In verse 15, “Ephraim” signified the Northern Kingdom, which had previously been taken into captivity. After instructing Jeremiah not to pray or intercede for the people of Judah, God continued with His indictment against them. The men, women, and children openly prepared and offered sacrifices to other gods. In verse 18, the “queen of heaven” may have referred to Ishtar (or her counterpart Ashtoreth), the goddess of fertility, sexuality, and war.

Under the Mosaic Law, eating the flesh of a burnt offering was forbidden. God stated in verse 21 that the people of Judah may as well combine their burnt offerings with their peace offerings (which were permitted to be eaten) because all of their sacrifices were worthless in His eyes. God also declared that His principal commandments did not concern burnt sacrifices, but the fact that if they obeyed Him, He would be their God and it would be well with them.

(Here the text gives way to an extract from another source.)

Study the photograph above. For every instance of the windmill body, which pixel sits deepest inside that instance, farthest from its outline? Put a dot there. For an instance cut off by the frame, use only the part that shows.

In verse 31, Tophet (which meant “to burn”) was the name of an altar near Jerusalem in the Valley of Hinnom, and was associated with child sacrifice to the god Molech. Because of the dreadful judgment to come, Jeremiah instructed the inhabitants of Jerusalem to cut off their hair (a sign of mourning). The forthcoming retributions outlined in Jeremiah 7:32 through Jeremiah 8:3 were compelling reasons for Judah to mourn. Because of their Hebrew culture, there was no greater humiliation than to have their dead bodies exposed to the elements of nature. Jeremiah also stated that those who managed to survive the siege of Judah would prefer death over life because of the revolting living conditions in the land of their captivity.


(Hannah’s Bible Outlines - Used by permission per WORDsearch)
II.   The pronouncement of judgment against Judah
     A.   The condemnation of the prophet
           3.   The third sermon: Distortion of worship
                 a.   The declaration of the misuse of the Temple (7:1 — 8:3)
                       (1)   The error of trusting in the Temple (7:1-15)
                       (2)   The error of trusting in false prophets (7:16-20)
                       (3)   The error of trusting in sacrifices (7:21-26)
                       (4)   The error of trusting in Molech (7:27 — 8:3)
                              (a)   The error (7:27-31)
                              (b)   The result (7:32 — 8:3)


  1. What promise is given in our focus verse, and what conditions are listed to receive it?

  2. Why do you think God told Jeremiah not to pray for the people (verse 16)?

  3. Name three blessings that obedience to God has brought into your life.


God promises that if we serve and obey Him, we will be blessed both now and in eternity. Let’s learn from the defiance of Judah, and do as God commands!